Journalists and academics bear the brunt of the massive crackdown on freedom of expression in Turkey. Scores of them are currently subject to criminal investigations or behind bars. This website is dedicated to tracking the legal process against them.
Office of the General Prosecutor of the Supreme Court of Appeals says Altan brothers and Ilıcak should have been charged with “aiding a terrorist group without being its member”
The Office of the General Prosecutor of the Supreme Court of Appeals has requested the reversal of the appellate court’s verdict in the case against jailed novelist and journalist Ahmet Altan, his brother, professor of economics and longtime newspaper columnist Mehmet Altan, veteran journalist Nazlı Ilıcak, and their three co-defendants.
In February 2018, the 26th High Criminal Court of Istanbul had sentenced the Altans, Ilıcak and three of their co-defendants to aggravated life imprisonment for “attempting to overthrow the constitutional order” as per Article 309 of the Turkish Criminal Code (TCK). The indictment claimed that the defendants in the case “had prior knowledge of the coup attempt of July 2016,” which the government claims to have been carried out by the religious movement led by Fethullah Gülen.
In October, the 2nd Criminal Chamber of the Istanbul Regional Court of Justice, the appellate court overseeing the case, upheld the trial court’s verdict. The defense lawyers then appealed the appellate court’s decision before the Supreme Court of Appeals.

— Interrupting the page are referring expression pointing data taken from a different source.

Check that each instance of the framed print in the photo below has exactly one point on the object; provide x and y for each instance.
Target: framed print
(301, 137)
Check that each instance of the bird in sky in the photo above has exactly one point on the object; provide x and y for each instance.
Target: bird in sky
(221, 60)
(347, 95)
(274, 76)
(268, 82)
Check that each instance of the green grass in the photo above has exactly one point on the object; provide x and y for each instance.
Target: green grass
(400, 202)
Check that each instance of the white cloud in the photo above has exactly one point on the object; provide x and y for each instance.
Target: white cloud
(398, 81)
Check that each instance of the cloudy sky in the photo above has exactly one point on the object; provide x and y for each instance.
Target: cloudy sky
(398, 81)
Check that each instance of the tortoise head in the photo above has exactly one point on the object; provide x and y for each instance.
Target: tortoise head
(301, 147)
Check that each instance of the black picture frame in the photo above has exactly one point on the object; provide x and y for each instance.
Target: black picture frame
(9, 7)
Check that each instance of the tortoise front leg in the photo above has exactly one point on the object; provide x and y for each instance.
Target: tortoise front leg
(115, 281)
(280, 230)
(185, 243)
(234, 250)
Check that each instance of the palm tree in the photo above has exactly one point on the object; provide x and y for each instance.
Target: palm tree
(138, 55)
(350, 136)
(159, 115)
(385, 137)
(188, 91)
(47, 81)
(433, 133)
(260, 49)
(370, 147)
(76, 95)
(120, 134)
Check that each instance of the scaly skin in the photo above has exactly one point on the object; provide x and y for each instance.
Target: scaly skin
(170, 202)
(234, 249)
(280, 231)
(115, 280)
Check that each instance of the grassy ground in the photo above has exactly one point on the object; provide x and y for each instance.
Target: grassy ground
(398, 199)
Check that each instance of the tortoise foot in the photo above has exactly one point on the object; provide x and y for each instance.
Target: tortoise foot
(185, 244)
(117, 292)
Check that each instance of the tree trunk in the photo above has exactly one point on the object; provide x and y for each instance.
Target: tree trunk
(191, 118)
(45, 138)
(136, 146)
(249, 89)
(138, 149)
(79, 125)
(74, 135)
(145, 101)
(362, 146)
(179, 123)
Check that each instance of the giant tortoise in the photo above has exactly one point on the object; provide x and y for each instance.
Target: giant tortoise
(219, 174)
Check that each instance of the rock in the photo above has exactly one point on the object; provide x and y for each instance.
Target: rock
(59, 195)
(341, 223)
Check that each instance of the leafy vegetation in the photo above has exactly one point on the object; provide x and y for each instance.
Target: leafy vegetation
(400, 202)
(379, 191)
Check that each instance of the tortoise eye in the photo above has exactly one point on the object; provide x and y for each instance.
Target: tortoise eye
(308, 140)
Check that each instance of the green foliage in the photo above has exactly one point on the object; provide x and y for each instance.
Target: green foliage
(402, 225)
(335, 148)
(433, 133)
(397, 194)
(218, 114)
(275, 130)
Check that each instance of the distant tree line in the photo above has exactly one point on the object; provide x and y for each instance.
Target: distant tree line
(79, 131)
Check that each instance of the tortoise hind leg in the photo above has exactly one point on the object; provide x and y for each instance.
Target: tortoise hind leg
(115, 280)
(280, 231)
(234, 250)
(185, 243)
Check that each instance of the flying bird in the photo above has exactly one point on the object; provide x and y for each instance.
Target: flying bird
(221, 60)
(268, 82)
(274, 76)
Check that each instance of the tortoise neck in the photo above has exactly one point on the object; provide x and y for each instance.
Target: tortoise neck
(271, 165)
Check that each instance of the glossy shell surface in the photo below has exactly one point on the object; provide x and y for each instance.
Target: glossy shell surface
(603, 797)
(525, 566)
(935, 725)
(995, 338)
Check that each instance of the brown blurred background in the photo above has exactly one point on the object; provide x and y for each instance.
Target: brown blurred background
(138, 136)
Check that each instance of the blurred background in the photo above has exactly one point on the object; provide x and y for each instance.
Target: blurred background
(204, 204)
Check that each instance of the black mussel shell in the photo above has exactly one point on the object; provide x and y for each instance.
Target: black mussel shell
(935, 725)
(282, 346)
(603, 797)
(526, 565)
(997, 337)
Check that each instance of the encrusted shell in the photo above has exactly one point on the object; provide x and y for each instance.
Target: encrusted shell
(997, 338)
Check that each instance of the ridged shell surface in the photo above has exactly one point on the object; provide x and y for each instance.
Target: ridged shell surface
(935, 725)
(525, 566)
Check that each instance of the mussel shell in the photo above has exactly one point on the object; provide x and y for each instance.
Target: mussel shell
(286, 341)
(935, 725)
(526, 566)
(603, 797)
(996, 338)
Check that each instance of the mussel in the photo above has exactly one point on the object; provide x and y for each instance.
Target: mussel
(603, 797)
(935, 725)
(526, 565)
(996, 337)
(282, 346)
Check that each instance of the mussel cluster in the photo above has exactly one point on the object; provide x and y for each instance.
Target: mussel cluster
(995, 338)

The Office of the General Prosecutor of the Supreme Court of Appeals said in their judicial opinion concerning the appeal that the Altan brothers and Ilıcak should have been charged with “aiding a terrorist organization without being its member,” instead of the much serious charge of “attempting to overthrow the constitutional order.”
The judicial opinion asserted that “force and violence” were the essential elements of the charge of “attempting to overthrow the constitutional order” as described in TCK 309, adding that the concepts of “immaterial force” or “threat” were unacceptable in proving this charge in respect of the principle of legality.
Adding that the alleged acts committed by the defendants did not amount to “physical force and violence,” the judicial opinion went on to say that the verdict was based on “a broad assumption” and lacked specifics as to “when the alleged offense began to be committed; which offense the defendants participated in; or in what way they used force and violence.”
The judicial opinion said the court’s presumption that the defendants had committed the alleged offense "jointly and directly" was “erroneous and lacking legal and sufficient grounds.”
The Office of the General Prosecutor submitted their judicial opinion to the 16th Criminal Chamber of the Supreme Court of Appeals on 8 January.
The judicial opinion (in Turkish) by the Office of the General Prosecutor of the Supreme Court of Appeals can be seen here.
In the event the Chamber rules in line with the Office of the General Prosecutor's judicial opinion, the case file against the Altan brothers and Ilıcak will return to the trial court for retrial, this time on the charge of “aiding a terrorist group.”
The Office of the General Prosecutor also said in their judicial opinion that the Altans’ three co-defendants -- Fevzi Yazıcı, the chief page designer of the shuttered daily Zaman, Yakup Şimşek, the newspaper’s marketing director, and former Police Academy lecturer Şükrü Tuğrul Özşengül -- should have been charged with “membership in a terrorist group.”
The judicial opinion seeks that the Supreme Court of Appeals uphold the verdict concerning Tibet Murat Sanlıman, the seventh defendant in the case, who was acquitted of the charges by the trial court.
In the event the 16th Criminal Chamber of the Supreme Court of Appeals upholds the appellate court verdict, the Office of the General Prosecutor of the Supreme Court of Appeals can still object to the verdict, in which case the file will be reviewed by the Assembly of Criminal Law Chambers.
Of the six defendants, Mehmet Altan was released in June by a decision of the appellate court when the court first took up the case. The other defendants remain imprisoned, for well over two years now.